León extendió su pañuelo sobre un banco cercano para que Inés se acomodara. Su amplio atuendo ocupó la totalidad del lugar y él se mantuvo caballerosamente en pie. Prosiguieron los saludos pero sin alentar acercamientos, aún no se habían presentado las familias en las que convenía invertir amabilidades. Desde su trono improvisado, Inés sonreía como una princesa que concediera distantes audiencias envuelta en plumas y trinos. Imperaba el decoro y ningún saludo quedó sin respuesta, pero los paseantes miraban a la advenediza de soslayo.
En su momento, la llegada de la nueva señora De Ubach había zarandeado las estructuras artríticas de la provinciana ciudad. Su extraña belleza, su distinción natural y procedencia misteriosa hicieron furor entre los hombres y levantaron algo más que resquemor entre las mujeres. Ella ignoró ambas reacciones y se elevó a otra esfera, planeando con desprecio sobre la mediocridad reinante, acogiéndose a su condición de foránea para sortear el pago de ciertos tributos. Un paso en falso que le granjeó fama de altiva y arrogante. La conjura derivada fue un auténtico degüello. Las lenguas se desataron con ferocidad. Hurgaron en su biografía y antecedentes familiares, cubriéndolos de torvas hiedras y peripecias truculentas. El padre suicida era un ser envilecido, sifilítico, borracho y tahúr de profesión; de diplomático, nada. León de Ubach había rescatado a toda la familia del arroyo, cegado de lascivia por la hija menor, sirena sin principios morales. La otra hermana, aunque fea y marimacho, vivía una perpetua vorágine de orgías y desenfreno en la capital. Y etcétera.
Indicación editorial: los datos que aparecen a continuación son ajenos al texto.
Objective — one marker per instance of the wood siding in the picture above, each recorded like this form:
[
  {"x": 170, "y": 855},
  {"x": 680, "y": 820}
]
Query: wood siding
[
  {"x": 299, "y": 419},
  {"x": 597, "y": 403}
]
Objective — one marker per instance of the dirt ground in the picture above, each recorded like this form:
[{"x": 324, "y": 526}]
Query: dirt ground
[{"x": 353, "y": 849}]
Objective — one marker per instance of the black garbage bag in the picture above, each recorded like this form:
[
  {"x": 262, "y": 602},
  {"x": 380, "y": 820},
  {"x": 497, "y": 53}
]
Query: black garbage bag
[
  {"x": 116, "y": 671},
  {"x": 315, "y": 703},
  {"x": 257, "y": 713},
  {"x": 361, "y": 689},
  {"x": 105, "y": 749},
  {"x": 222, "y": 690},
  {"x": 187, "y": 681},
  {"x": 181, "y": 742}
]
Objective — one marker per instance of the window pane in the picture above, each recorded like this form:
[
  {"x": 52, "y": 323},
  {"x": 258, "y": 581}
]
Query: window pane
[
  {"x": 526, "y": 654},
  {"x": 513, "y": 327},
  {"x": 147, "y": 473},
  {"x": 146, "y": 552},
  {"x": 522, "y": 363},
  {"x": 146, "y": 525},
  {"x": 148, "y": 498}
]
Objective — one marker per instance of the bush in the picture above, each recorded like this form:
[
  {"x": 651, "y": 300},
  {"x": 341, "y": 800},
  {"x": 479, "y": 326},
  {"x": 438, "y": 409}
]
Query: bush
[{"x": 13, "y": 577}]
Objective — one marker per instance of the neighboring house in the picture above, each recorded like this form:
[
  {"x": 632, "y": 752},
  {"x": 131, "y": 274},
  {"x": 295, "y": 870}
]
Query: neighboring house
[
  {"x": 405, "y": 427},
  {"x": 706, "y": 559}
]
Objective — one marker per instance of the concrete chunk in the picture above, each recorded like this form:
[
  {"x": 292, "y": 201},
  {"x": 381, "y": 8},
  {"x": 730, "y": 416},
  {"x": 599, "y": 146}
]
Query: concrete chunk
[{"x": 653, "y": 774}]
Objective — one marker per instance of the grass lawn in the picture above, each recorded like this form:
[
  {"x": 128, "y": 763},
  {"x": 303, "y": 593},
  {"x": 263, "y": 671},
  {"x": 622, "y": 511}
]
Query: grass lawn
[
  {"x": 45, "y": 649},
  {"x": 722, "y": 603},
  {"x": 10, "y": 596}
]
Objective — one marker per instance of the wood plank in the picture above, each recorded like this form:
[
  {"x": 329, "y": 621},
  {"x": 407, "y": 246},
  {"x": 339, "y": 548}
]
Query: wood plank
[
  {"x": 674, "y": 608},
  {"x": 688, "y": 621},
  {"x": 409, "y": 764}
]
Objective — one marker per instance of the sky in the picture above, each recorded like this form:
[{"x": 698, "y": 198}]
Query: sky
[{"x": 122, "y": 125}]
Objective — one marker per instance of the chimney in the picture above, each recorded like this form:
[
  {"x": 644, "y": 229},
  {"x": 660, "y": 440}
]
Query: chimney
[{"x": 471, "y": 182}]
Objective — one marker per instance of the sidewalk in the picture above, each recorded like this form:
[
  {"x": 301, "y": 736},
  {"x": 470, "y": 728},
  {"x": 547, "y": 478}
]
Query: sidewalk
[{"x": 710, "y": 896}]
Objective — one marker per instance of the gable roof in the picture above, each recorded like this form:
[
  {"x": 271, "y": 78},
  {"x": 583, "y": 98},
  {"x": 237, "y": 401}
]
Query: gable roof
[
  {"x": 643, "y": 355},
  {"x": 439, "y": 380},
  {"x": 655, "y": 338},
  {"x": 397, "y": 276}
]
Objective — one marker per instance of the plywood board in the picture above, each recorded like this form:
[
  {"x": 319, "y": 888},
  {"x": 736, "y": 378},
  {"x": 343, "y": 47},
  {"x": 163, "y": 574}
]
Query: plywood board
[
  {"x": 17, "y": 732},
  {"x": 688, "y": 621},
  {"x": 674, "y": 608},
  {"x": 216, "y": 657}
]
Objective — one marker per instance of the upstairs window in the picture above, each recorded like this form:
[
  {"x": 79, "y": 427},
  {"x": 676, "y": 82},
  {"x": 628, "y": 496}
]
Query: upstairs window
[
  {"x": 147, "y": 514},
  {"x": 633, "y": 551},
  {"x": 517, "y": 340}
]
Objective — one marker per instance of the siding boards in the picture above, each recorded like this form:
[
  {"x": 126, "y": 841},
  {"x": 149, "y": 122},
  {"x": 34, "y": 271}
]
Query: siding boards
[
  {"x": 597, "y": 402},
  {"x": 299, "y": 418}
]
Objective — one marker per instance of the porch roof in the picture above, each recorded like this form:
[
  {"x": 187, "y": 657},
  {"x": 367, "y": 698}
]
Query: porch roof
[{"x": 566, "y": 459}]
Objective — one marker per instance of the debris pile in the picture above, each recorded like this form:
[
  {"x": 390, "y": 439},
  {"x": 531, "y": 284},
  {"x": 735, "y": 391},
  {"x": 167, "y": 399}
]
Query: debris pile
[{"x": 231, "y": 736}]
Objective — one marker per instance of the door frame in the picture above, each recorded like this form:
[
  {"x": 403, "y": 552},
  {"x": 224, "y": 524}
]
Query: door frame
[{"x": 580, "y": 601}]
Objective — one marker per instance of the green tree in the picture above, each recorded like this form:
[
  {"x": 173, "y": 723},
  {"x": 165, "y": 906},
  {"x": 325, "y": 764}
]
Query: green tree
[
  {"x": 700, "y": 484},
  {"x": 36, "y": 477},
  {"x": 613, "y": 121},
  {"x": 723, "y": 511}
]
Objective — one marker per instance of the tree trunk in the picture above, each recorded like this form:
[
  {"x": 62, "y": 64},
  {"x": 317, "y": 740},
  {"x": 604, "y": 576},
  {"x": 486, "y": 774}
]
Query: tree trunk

León no atendía ni contradecía habladurías, pero tampoco aspiraba al ostracismo social. Mucho menos en la situación actual. Se hablaba de próximos disturbios, ignoraba cuál sería la reacción de sus obreros. Tenía la esperanza de que no secundaran la revuelta —motivos no les había dado—, pero hasta en las mejores casas los hijos decepcionan a sus padres. Y la huelga brutal de hacía unos años aún estaba fresca en el recuerdo de todos. Las fábricas habían permanecido cerradas varios meses, una catástrofe que castigó con dureza la economía de la región. Para más desgracia, el conflicto con Cuba, lejos de remitir, se enconaba. La exportación a la isla suponía un porcentaje sustancioso de sus ganancias, si se tambaleaba el monopolio comercial el negocio se resentiría gravemente. Se acercaban tiempos difíciles, los empresarios debían hacer frente común y lo sensato era estar bien con todos. Había llegado la hora de que Inés olvidara sus prejuicios. La necesitaba a su lado, ejercitando sus hábiles dotes sociales. Llevaba varios días explicándoselo con argumentos razonados. Pero ella se limitaba a repetir, como una niña mimada, que aquellas mujeres eran incultas, hipócritas y filisteas. Y al fin tuvo que llamarla al orden. No pretendía que intimara con nadie, pero le exigía unos mínimos de corrección. El convite se cursaría esa misma mañana; no había más que hablar.